Ce week-end des 11 et 12 avril 2026, la baie de Guanabara s’apprête à vivre un moment fort de son histoire maritime. Pour la première fois, le championnat mondial SailGP pose ses étraves en Amérique du Sud, au cœur de l’une des villes les plus emblématiques de la planète voile : Rio de Janeiro.

 

Face au Pain de Sucre et aux plages mythiques de la capitale brésilienne, les catamarans volants F50 transformeront le plan d’eau en véritable arène de vitesse. Plus de 8 000 spectateurs sont attendus le long du rivage pour assister à ce spectacle où chaque manche se joue à plus de 90 km/h, dans un mélange d’adrénaline, de stratégie et de précision extrême. Cette quatrième étape de la saison 2026 s’annonce déjà comme un rendez-vous majeur du calendrier nautique international. Au-delà du spectacle sportif, l’événement mettra à l’honneur l’héritage maritime du Brésil, un pays qui a formé de nombreux champions olympiques et dont la culture nautique est profondément ancrée dans l’histoire.

 

Le retour à domicile très attendu de la famille Grael

L’un des moments les plus chargés d’émotion de ce Sail Grand Prix sera sans aucun doute la participation de l’équipe brésilienne à domicile, menée par la double championne olympique Martine Grael. Pour elle comme pour son frère Marco Grael, naviguer dans la baie de Guanabara représente bien plus qu’une simple compétition.

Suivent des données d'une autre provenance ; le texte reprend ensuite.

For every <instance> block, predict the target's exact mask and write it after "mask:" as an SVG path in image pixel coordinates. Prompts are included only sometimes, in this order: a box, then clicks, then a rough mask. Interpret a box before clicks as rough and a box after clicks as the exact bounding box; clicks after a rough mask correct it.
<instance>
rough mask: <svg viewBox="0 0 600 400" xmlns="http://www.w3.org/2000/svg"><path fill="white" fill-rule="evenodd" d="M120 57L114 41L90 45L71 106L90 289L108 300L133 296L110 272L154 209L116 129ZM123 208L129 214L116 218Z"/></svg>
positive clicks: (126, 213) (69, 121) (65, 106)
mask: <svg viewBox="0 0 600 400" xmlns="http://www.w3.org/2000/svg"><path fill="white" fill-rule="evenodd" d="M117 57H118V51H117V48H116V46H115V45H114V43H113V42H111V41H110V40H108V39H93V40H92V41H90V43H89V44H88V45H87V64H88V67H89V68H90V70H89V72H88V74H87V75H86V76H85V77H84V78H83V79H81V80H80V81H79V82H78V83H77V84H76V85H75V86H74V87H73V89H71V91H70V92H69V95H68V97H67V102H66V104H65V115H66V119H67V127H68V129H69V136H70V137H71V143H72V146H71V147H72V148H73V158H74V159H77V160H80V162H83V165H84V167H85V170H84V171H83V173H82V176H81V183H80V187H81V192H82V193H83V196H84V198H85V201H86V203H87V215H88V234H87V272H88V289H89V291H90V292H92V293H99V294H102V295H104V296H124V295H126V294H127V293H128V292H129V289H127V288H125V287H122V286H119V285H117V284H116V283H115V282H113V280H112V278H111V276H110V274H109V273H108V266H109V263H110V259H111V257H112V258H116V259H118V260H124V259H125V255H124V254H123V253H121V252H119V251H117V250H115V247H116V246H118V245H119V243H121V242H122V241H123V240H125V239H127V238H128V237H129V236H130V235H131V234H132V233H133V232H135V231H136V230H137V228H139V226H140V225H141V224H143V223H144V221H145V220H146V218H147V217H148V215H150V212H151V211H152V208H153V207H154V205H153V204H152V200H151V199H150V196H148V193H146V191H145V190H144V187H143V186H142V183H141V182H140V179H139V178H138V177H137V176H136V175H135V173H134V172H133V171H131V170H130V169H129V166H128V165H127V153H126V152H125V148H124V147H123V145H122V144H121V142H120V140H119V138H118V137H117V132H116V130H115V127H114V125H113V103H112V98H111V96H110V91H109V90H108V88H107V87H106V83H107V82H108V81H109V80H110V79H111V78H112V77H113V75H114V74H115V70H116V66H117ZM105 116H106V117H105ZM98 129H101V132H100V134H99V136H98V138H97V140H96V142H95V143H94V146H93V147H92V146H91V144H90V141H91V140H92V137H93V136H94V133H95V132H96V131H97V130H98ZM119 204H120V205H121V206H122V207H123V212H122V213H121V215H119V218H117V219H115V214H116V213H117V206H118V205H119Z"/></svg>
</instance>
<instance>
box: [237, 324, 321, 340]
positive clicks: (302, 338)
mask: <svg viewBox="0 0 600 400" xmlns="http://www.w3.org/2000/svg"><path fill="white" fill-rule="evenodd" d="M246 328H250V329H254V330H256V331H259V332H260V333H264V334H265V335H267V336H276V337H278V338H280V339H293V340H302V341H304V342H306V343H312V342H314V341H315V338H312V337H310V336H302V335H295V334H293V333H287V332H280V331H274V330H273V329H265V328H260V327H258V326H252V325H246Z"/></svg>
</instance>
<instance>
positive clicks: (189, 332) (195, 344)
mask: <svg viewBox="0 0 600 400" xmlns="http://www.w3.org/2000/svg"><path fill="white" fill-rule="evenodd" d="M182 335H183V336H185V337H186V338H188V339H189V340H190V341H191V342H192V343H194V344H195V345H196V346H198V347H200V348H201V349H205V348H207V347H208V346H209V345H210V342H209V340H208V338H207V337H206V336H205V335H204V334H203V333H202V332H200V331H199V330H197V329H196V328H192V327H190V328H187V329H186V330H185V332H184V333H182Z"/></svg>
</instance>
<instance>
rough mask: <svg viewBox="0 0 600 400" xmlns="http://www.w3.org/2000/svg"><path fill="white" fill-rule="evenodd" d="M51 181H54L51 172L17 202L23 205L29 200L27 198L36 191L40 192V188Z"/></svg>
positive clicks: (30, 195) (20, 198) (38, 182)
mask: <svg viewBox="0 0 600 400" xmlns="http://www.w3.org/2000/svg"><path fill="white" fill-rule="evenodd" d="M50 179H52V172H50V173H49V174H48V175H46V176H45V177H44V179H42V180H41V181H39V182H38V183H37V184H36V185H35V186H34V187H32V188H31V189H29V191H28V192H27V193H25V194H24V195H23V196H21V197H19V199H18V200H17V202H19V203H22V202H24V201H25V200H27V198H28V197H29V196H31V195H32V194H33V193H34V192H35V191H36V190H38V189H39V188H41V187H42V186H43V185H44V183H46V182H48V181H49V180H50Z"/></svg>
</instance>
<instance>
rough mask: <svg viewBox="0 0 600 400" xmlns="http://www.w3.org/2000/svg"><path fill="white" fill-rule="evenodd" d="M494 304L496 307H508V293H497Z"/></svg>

C’est ici qu’ils ont appris à naviguer, à se former, à rêver de médailles et de titres. Leur présence sur cette épreuve symbolise une véritable boucle bouclée, dans une ville qui a vu naître leur passion et leur carrière. La dimension familiale ajoute encore à l’intensité du moment. Les deux navigateurs sont les enfants de Torben Grael, figure légendaire de la voile brésilienne et multiple médaillé olympique. Voir cette nouvelle génération défendre ses couleurs sur ses propres eaux donne à l’événement une portée presque historique, mêlant mémoire sportive et ambition contemporaine.

 

Une rivalité olympique qui renaît sur l’eau

Le scénario pourrait presque être celui d’un film. À Rio, deux anciennes coéquipières victorieuses des Jeux olympiques de 2016 vont se retrouver face à face… mais cette fois dans des camps opposés. Martine Grael affrontera en effet Kahena Kunze, aujourd’hui stratège de l’équipe ROCKWOOL Racing. Ensemble, elles avaient décroché l’or olympique dans ces mêmes eaux il y a une décennie. Leur duel annoncé ajoute une dimension dramatique et symbolique à la compétition. Pour les spectateurs, assister à cette confrontation entre deux figures majeures de la voile mondiale promet un spectacle chargé d’émotion et de suspense, où l’expérience et la tactique pourraient faire toute la différence.

 

Les États-Unis lancés sur une nouvelle dynamique

L’équipe américaine arrive au Brésil avec une confiance retrouvée après sa victoire spectaculaire à Sydney le mois dernier. Ce succès, le premier depuis octobre 2023 et le premier sous la direction du skipper Taylor Canfield, a redonné un élan à l’équipage. Cette performance a confirmé que les États-Unis disposent désormais d’une formation capable de rivaliser avec les meilleures équipes du circuit. À Rio, leur objectif sera clair : prouver que leur victoire en Australie n’était pas un coup d’éclat isolé, mais le début d’une nouvelle phase de progression. Cette dynamique est d’autant plus stratégique que l’équipe prépare déjà son grand rendez-vous à domicile, prévu à New York en mai prochain.

 

Le retour attendu de l’équipe de France

L’étape de Rio marque également le retour sur l’eau de l’équipe française après un épisode difficile en Nouvelle-Zélande. Lors de la manche d’Auckland, un accident en course avait lourdement endommagé leur catamaran, contraignant l’équipage de Quentin Delapierre à interrompre sa progression dans la saison. Depuis, les techniciens et les navigateurs ont travaillé intensivement pour remettre le bateau en état et retrouver leur niveau de performance.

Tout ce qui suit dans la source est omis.